Architecture and Learning

In general

Designing and planning for an International School always means designing and planning a full-time school – in contrast to the half-day schools, still most common in most parts of Germany.

This implies arrangements for afternoon activities, including school catering, spaces for leisure and recreational use – both in- and outdoor – have a high priority. Creative activities in visual and performing arts departments have to be offered, and play a central role in a full-time school day just as physical education and sports do.


The changes we are facing in our increasingly fast-moving times necessitate life-long learning more than ever before. Full-time schools which allow students to discover their enthusiasm for learning are one of the answers.

A lot has been published on the design of full-time schools in recent years. In our view, the most essential principles are as follows:

Architecture influences our lives. The spaces in which we learn influence reflect on our behavior. The organization, structure and construction of a built environment have consequences for our perception and way of logical and methodical thinking.

All indoor spaces, from the classroom to the recreational areas, as well as the outdoor environment should make the students feel at home, to create a relaxed and comfortable learning and teaching atmosphere. Natural lighting, natural ventilation, good acoustics and good indoor climate play a key role in providing pleasant learning conditions.
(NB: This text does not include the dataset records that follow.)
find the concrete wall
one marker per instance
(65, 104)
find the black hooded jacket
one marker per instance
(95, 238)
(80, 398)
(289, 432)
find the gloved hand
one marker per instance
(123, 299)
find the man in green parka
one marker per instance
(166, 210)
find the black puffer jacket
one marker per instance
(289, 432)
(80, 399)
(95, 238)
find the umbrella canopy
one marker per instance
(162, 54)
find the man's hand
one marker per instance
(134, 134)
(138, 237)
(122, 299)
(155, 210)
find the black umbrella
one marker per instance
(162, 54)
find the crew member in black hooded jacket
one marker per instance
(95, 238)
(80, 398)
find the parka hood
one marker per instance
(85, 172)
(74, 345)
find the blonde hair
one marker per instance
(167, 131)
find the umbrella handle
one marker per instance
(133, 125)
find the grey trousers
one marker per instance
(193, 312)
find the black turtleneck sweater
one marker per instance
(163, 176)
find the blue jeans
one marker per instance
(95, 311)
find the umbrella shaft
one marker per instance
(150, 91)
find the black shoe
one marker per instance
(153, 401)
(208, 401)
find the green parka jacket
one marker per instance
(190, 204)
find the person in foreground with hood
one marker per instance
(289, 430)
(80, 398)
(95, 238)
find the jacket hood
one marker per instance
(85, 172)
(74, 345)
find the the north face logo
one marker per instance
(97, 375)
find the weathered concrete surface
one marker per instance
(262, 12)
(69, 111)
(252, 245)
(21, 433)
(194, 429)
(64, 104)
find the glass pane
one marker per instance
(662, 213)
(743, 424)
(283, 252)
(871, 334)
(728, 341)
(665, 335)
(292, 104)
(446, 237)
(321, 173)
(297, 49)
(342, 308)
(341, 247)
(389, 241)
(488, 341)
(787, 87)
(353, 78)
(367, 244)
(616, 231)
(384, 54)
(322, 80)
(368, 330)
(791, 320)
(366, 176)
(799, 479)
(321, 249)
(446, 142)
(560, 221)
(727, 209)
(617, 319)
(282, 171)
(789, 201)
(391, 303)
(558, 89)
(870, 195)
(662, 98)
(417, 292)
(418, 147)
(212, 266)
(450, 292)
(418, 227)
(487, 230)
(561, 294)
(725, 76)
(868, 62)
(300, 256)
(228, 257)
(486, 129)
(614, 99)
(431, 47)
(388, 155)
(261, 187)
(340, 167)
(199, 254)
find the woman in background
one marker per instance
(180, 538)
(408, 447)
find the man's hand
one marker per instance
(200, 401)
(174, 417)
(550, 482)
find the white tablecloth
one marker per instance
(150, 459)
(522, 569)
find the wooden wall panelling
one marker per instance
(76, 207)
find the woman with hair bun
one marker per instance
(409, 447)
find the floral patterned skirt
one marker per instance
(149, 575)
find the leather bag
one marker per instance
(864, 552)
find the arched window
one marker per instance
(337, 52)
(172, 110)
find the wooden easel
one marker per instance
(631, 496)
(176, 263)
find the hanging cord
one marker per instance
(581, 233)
It is also of great importance to provide different views and viewing angles. Views into nature and the environment, just as different viewing distances in a well-lit interior with different levels of privacy.

To provide a decent interior the choice of materials plays an important role. In our view simplicity is key. The use of basic materials like wood, steel, glass and brickwork leave space for the students‘ own creativity.

Furthermore, a school building has to be flexible enough to accommodate the latest findings from science and education. Nobody can foresee the state-of-the-art of education in twenty years, but the structure of the built environment has to allow for a flexible configuration of space.

Outdoor spaces have to be designed in harmony with the surroundings, the landscape and nature. Protected spaces allow the student to have relaxation phases in their – at times – stressful everyday school life.

Examples for school room windows with views into landscape. Maximum height to get as much daylight as possible.

images 1, 2: Library as workspace for afternoon activities – images 3, 4: central assembly room surrounded by classrooms

images 1, 6: lighted corridors and walls for exhibition – images 2-5: Performing and Visual Arts – examples for reducing corridor space in favor of main usable space

A curved shaped school building creates an interesting experience of spaces – Not yet defined faculty spaces prepared for small learning units with main stairs and adjacent areas

But keep in mind …

As mentioned before, nowadays there’s a tendency to transform conventional corridors into larger multipurpose areas. It is important to note necessary escape routes and fire protection must never be ignored, as the safety of students and teachers has the highest priority.

The creation of more collaborative work- and learning spaces should not be at the expense of quiet, noise-free areas, providing the students the possibility to have some privacy.

Not the most genius room layout or the most extravagant interior design can replace the educator – but architecture can give them a hand to facilitate their already challenging task and thereby provide a better education to the students.